99% of the time, we care about ATE.
- ATET (Average Treatment Effect on the Treated): \[ ATET = \frac{1}{N_{T}} \sum_{i=1}^{N_{T}} (Y_{1i} - Y_{0i}) \] where \(N_{T}\) is the number of individuals who receive the treatment.
Matching
Matching is a technique used in causal analysis to create comparable groups by pairing or matching treated and control units based on their observed characteristics. The goal of matching is to reduce the potential bias caused by confounding variables, which are factors that may influence both the treatment assignment and the outcome of interest.

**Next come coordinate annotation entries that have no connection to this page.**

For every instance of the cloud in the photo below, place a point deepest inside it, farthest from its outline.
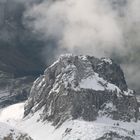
(95, 27)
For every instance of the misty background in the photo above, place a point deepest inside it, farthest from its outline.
(34, 33)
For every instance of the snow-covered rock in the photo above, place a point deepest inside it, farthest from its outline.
(82, 87)
(13, 90)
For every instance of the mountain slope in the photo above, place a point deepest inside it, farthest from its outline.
(78, 98)
(82, 87)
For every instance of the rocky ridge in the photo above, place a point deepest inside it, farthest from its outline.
(82, 87)
(13, 90)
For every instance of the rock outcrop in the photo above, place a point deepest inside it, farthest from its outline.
(82, 87)
(13, 90)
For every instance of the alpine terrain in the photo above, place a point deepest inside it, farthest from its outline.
(77, 98)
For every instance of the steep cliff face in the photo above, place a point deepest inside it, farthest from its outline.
(82, 87)
(13, 90)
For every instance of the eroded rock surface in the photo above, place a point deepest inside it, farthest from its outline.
(82, 87)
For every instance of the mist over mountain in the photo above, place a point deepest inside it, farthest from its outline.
(34, 33)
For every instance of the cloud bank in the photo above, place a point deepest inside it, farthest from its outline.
(97, 27)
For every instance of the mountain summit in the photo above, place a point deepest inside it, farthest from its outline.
(82, 87)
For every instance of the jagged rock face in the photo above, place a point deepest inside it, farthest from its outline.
(13, 90)
(82, 87)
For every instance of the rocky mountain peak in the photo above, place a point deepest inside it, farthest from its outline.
(82, 87)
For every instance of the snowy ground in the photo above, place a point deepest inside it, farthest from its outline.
(70, 130)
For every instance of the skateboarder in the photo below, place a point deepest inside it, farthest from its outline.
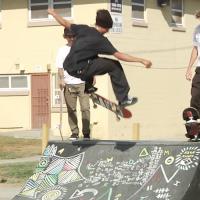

Matching involves identifying individuals or units in the treated group and finding similar individuals or units in the control group based on a set of pre-treatment characteristics or covariates. These covariates can include demographic information, socioeconomic status, health conditions, or any other relevant factors that may affect both the treatment assignment and the outcome.
Matching can be particularly useful in situations where there are limited control units available. It allows for a more rigorous comparison between the treated and control groups, helping to isolate the causal impact of the treatment and improve the validity of the analysis. Matching methods can range from simple techniques like nearest neighbor matching to more advanced methods like propensity score matching or genetic matching, depending on the complexity of the data and research question.
earnings_df
# A tibble: 647 × 5
sex age school position earning
<chr> <int> <chr> <chr> <dbl>
1 male 50 tertiary Highest leader 2411.
2 female 51 tertiary Highest leader 1073.
3 male 53 tertiary Highest leader 1990.
4 female 64 tertiary Highest leader 1609.
5 male 32 secondary Department/institute leader 706.
6 female 33 tertiary Department/institute leader 994.
7 female 34 secondary Department/institute leader 632.
8 male 35 secondary Department/institute leader 512.
9 male 35 tertiary Department/institute leader 987.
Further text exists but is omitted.